A list of awesome projects completed by me while I am on a journey to explore Data Science, AI, ML.
I am in the process of showcasing / opensourcing more of my projects here very soon. Stay Tuned !
The major task was to detect the vehicles ( In this case CARS ) first & then calculating the distance between them. Vehicle Detection was done by making a Car & Not Car classifier along with a creation of heatmap. Vehicle Distance Detection was done as a part of my exploration with YAD2K ( It is a 90% Keras/10% Tensorflow implementation of YOLO_v2 ).
Skills Used - Keras, Tensorflow, Numpy, h5py, Pillow, Python
The major task was to recommend the ingredients and recipes just by looking at a food image. It was solved into two parts: One neural network was identifying the ingredients that it sees in the dish, while the other was devising a recipe from the list trained on the Food 101 Dataset. It was done as a part of my exploration for the research by Facebook AI team.

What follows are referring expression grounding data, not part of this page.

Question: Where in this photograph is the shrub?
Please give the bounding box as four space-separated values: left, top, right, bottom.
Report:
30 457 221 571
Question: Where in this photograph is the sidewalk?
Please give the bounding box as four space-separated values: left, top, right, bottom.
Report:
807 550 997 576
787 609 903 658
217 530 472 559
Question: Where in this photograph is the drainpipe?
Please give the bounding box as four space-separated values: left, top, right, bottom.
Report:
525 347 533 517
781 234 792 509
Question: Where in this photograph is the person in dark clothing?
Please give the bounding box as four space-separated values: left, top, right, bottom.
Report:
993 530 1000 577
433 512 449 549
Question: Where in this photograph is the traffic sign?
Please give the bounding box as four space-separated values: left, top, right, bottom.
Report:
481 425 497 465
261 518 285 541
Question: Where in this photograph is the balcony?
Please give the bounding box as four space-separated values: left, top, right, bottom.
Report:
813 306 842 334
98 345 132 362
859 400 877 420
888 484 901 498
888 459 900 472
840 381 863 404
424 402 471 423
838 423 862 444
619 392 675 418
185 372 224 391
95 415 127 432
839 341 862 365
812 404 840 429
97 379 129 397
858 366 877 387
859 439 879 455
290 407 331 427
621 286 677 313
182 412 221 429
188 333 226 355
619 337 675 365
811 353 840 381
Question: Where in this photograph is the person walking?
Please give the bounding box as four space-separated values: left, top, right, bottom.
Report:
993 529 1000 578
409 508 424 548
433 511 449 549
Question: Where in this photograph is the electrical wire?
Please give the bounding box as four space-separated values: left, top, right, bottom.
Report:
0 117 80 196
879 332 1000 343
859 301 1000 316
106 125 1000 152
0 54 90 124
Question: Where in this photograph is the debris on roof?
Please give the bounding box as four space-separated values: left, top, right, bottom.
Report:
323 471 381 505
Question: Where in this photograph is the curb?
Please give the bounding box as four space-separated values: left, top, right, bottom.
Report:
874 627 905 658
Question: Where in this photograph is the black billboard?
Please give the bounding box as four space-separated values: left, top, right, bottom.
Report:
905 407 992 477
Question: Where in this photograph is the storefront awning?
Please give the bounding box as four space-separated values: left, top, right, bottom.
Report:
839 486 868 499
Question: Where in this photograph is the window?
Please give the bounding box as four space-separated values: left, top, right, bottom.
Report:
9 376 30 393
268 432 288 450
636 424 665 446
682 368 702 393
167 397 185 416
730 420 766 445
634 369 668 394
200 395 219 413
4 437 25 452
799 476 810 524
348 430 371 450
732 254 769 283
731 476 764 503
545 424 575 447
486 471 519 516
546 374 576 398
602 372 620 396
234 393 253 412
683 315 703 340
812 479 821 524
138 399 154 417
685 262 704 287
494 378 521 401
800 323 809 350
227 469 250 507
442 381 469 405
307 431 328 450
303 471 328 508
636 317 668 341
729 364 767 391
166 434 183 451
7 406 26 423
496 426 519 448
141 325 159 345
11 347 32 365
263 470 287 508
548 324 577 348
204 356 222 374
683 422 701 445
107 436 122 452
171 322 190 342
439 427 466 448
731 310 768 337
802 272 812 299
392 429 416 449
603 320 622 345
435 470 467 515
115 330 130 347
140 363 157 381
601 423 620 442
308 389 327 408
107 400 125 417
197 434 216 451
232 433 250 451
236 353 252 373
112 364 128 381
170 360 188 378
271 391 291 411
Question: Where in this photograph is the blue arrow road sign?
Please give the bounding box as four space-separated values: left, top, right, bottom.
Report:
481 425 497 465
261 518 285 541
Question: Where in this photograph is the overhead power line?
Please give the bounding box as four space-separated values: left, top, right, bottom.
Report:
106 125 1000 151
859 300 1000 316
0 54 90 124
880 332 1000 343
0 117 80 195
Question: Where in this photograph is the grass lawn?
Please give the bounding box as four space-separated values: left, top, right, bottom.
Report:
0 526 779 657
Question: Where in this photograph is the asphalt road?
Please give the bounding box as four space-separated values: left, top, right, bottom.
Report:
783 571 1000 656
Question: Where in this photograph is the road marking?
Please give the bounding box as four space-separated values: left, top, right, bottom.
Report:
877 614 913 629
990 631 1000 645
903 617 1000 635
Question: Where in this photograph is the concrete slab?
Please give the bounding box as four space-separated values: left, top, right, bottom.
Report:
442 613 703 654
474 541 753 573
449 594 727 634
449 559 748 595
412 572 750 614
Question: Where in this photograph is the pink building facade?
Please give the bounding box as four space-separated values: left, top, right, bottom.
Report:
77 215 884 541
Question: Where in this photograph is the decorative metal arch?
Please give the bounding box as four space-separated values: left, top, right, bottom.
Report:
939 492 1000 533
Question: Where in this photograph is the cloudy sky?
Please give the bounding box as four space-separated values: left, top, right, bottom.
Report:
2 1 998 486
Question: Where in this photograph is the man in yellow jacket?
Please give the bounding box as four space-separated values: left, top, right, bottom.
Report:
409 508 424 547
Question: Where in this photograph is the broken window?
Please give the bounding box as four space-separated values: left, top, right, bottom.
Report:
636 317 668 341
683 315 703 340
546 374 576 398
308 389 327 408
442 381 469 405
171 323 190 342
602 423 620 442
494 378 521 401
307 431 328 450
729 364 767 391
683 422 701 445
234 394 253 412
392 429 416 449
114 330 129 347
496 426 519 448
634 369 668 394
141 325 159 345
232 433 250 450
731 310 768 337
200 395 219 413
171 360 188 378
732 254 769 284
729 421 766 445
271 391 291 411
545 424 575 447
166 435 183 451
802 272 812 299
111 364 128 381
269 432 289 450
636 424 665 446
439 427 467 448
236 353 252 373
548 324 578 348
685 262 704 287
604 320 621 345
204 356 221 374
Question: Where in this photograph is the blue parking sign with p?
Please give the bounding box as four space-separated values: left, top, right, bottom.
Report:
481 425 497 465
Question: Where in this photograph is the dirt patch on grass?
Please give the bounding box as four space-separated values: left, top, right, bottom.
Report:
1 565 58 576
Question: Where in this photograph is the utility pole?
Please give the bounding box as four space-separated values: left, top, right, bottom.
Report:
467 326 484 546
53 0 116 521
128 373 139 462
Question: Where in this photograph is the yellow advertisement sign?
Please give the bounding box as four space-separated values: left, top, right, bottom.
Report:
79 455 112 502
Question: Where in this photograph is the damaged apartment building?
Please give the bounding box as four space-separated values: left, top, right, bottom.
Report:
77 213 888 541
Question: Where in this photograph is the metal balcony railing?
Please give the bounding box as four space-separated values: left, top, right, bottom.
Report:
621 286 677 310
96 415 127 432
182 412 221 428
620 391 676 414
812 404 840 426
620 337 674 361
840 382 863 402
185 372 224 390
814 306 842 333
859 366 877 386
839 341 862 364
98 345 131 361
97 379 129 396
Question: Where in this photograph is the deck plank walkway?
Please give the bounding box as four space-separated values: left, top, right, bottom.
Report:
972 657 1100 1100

Skills Used - PyTorch, Numpy, Scipy, Matplotlib, Torchvision, nltk, Pillow, Tensorflow, Python
The main task was to identify the duplicates questions asked on Quora. I focused on finding the number of unique questions, occurrences of each question, along with Feature Extraction, EDA and Text Preprocessing. I also explored Advanced Feature Extraction (NLP and Fuzzy Features) , Logistic Regression & Linear SVM with hyperparameter tuning. I also generated a WordCloud Generation.

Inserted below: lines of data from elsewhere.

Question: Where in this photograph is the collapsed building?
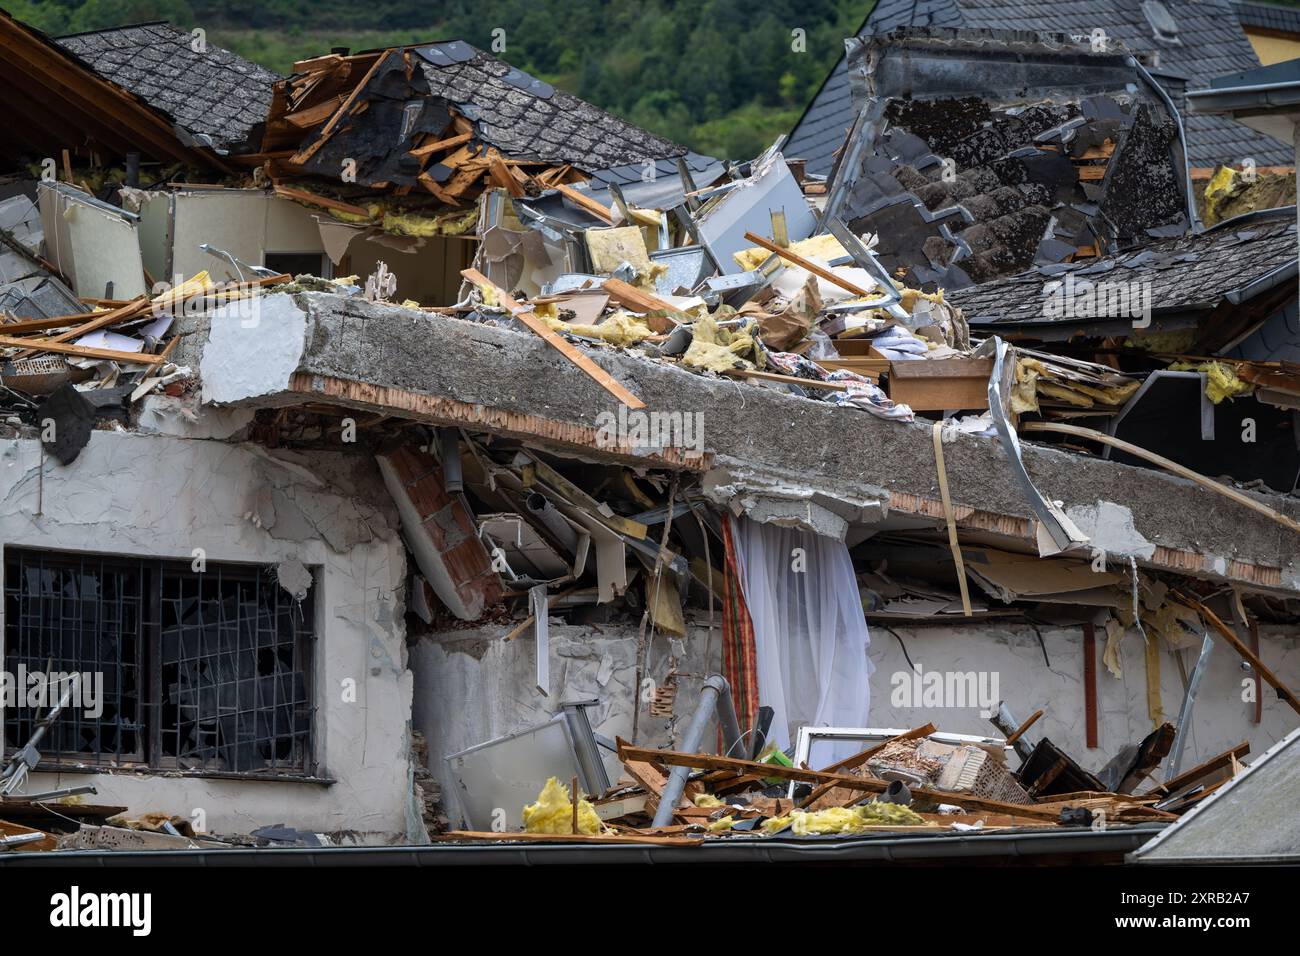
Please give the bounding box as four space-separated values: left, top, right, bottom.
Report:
0 13 1298 861
789 0 1292 177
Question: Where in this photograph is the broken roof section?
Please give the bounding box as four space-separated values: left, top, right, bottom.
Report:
0 193 83 322
949 207 1298 338
788 0 1289 175
412 42 685 169
55 21 280 153
823 28 1194 290
261 42 691 208
0 11 228 169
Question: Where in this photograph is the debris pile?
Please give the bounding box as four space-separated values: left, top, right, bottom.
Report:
429 717 1258 849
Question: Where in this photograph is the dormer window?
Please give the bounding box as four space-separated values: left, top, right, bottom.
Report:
1142 0 1182 44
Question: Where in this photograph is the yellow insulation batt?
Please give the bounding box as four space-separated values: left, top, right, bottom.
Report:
732 233 848 272
760 802 926 835
682 312 755 372
1170 361 1255 404
521 777 605 835
545 310 655 347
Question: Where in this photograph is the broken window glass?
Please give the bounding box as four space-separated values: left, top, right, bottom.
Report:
3 549 315 776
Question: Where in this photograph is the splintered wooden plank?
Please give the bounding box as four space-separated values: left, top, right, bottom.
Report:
552 182 614 224
461 268 645 409
1148 741 1250 798
804 723 936 809
284 94 347 130
1179 595 1300 716
15 298 153 358
273 185 371 217
0 334 165 365
417 172 457 205
487 150 525 197
600 278 679 333
291 53 346 74
723 368 849 392
742 230 875 297
411 131 473 159
291 50 391 165
617 742 1061 820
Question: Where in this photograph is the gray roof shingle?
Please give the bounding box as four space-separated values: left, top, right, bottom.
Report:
1232 0 1300 33
56 22 280 151
788 0 1289 176
947 210 1298 328
414 43 687 170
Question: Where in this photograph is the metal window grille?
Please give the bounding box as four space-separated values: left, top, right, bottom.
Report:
3 549 315 776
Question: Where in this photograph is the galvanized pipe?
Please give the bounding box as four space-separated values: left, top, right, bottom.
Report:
651 675 743 828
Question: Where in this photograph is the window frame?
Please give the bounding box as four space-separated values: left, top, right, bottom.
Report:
2 547 318 780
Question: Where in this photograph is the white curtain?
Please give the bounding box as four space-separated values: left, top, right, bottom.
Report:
730 514 874 762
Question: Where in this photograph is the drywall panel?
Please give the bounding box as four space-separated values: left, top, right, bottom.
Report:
171 189 271 284
37 183 147 299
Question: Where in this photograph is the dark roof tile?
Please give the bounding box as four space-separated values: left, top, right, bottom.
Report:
56 21 279 150
949 211 1298 326
415 45 686 170
789 0 1289 176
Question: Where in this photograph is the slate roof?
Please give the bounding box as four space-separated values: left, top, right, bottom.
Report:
1233 0 1300 33
56 22 279 151
412 43 687 170
947 210 1298 327
825 31 1194 290
788 0 1289 176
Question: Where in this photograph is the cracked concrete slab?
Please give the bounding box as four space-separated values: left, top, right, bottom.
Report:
181 292 1300 593
200 292 307 404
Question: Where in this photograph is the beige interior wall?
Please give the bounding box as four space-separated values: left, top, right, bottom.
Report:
343 234 477 306
171 191 327 285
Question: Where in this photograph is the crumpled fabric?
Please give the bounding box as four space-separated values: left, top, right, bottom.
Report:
824 369 915 421
730 515 875 761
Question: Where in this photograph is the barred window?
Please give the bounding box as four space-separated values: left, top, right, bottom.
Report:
3 549 315 776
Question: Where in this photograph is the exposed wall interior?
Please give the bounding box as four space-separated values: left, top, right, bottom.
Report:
411 616 1300 829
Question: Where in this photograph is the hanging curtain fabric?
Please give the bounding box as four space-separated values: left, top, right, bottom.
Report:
720 515 760 737
728 513 874 759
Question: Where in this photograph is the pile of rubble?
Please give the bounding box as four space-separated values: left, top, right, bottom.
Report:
429 705 1256 849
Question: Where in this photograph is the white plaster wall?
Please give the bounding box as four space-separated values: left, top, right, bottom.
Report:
411 622 722 827
413 616 1300 812
864 622 1300 776
0 430 415 841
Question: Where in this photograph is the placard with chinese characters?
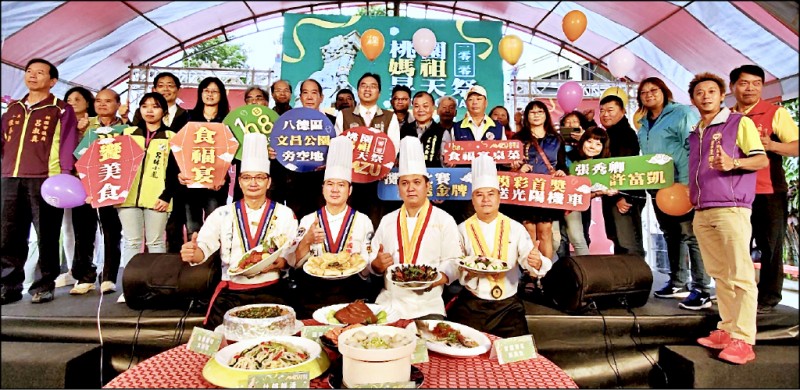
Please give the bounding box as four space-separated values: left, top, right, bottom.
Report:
490 335 537 365
498 172 591 211
341 126 397 183
169 122 238 189
377 168 471 201
247 371 310 388
75 135 144 208
569 154 674 191
223 104 279 160
186 326 222 357
442 140 524 164
270 107 334 172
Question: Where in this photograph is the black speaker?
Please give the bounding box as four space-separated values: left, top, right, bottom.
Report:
541 254 653 313
122 252 221 310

Skills Used - Nltk, distance, BeautifulSoup, fuzzywuzzy, Numpy, Pandas, Seaborn, Matplotlib, Plotly, re, Python
Payon is a banking web-app to assist people in seamless Digital Transactions where clients can create new Bank account and get a unique account number on sign-in . They can store and edit their account details too & can also transfer (fictitious) money from one bank account to another. It was developed as a curriculum project for Database Management System .

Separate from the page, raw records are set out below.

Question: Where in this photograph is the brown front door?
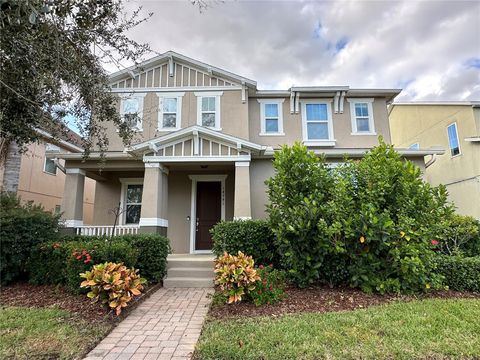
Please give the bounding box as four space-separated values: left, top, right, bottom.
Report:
195 181 221 251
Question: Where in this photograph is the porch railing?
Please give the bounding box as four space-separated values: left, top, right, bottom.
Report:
75 225 140 236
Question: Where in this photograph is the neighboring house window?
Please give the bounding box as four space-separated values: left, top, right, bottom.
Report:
301 101 334 145
347 98 375 134
120 94 146 131
409 143 420 150
44 157 57 175
447 123 461 156
258 99 285 136
120 178 144 224
195 91 223 130
157 92 184 131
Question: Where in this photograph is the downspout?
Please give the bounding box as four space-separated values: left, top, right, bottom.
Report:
339 91 346 113
425 154 437 168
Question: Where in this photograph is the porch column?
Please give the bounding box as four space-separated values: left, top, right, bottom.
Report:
61 168 85 233
139 163 169 235
234 161 252 220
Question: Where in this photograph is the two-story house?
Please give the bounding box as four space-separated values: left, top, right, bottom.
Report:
54 51 443 254
389 102 480 219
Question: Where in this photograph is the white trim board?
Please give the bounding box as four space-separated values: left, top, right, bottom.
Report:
188 174 227 254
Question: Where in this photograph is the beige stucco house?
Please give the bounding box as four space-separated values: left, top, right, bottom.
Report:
389 102 480 219
0 130 96 223
55 51 443 254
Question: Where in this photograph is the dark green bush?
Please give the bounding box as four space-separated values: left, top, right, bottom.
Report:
211 220 278 266
435 255 480 292
28 234 170 292
119 234 171 282
0 192 60 285
29 241 68 285
267 140 452 293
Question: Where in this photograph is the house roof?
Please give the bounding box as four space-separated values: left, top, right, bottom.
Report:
109 50 257 88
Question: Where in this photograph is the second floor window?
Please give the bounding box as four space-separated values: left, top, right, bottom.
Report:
447 123 461 156
258 99 284 135
302 102 333 142
195 91 223 130
44 157 57 175
120 94 146 131
158 92 184 131
348 99 375 134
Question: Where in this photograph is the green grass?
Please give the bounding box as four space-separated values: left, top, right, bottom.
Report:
196 299 480 360
0 306 110 359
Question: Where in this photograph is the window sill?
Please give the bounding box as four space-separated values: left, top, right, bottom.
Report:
259 132 285 137
116 129 143 133
43 170 57 176
350 132 377 136
157 127 181 132
303 140 336 147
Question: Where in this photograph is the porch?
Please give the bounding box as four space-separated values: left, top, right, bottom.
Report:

Skills Used - Python,Django,Flask,SQL,HTML,CSS
The main task was to extract unique users for each month and calculate total number of bookings made by each, total amount spent in each month, total room nights stayed for each user for each month & then merging these summarized datasets for a collective Data Exploration.
Skills Used - Numpy, Pandas, Python
The main task was to devise the best algorithm to predict user ratings for films. I focused Minimizing RMSE, providing Data interpretability. I created a sparse matrix from data frame and found Global average of all movie ratings etc. Then I calculated User Similarity Matrix with dimensionality reduction. The most similar movies was found using similarity matrix and Matrix Factorization Techniques were used.
Skills Used - Pandas, Matplotlib, Pyplot, Sklearn, Datetime, xgboost, Seaborn, Os, Scipy, Random, Python
The main task was to solve a Mathematical equation from an image. I started with a Manual collection of the Mathematical operators & then storing them with the MNIST dataset in HDF5 format. OpenCV techniques were used to extract equations, digits, operators. Then Caffe, Tensorflow were used to train, validate, recognise the Digits and Operators. Finally an Abstract Syntax Tree model was formed to generate the result of the equation.
Skills Used - Tensoflow, Caffe, HDF5, OpenCV, Numpy, Pandas, Pillow, Sklearn, Python
The main task was to predict the probability of each data-point belonging to each of the 9 Malware classes given in the dataset. I tried using the following matrices - Multi class log-loss and Confusion matrix and performed EDA. Tried Feature Extraction; performed Multivariate, Univariate Analysis. I also tried K Nearest Neighbour Classification, Logistic Regression, Random Forest classifier and Xgboost classification with best hyper parameters using RandomSearch.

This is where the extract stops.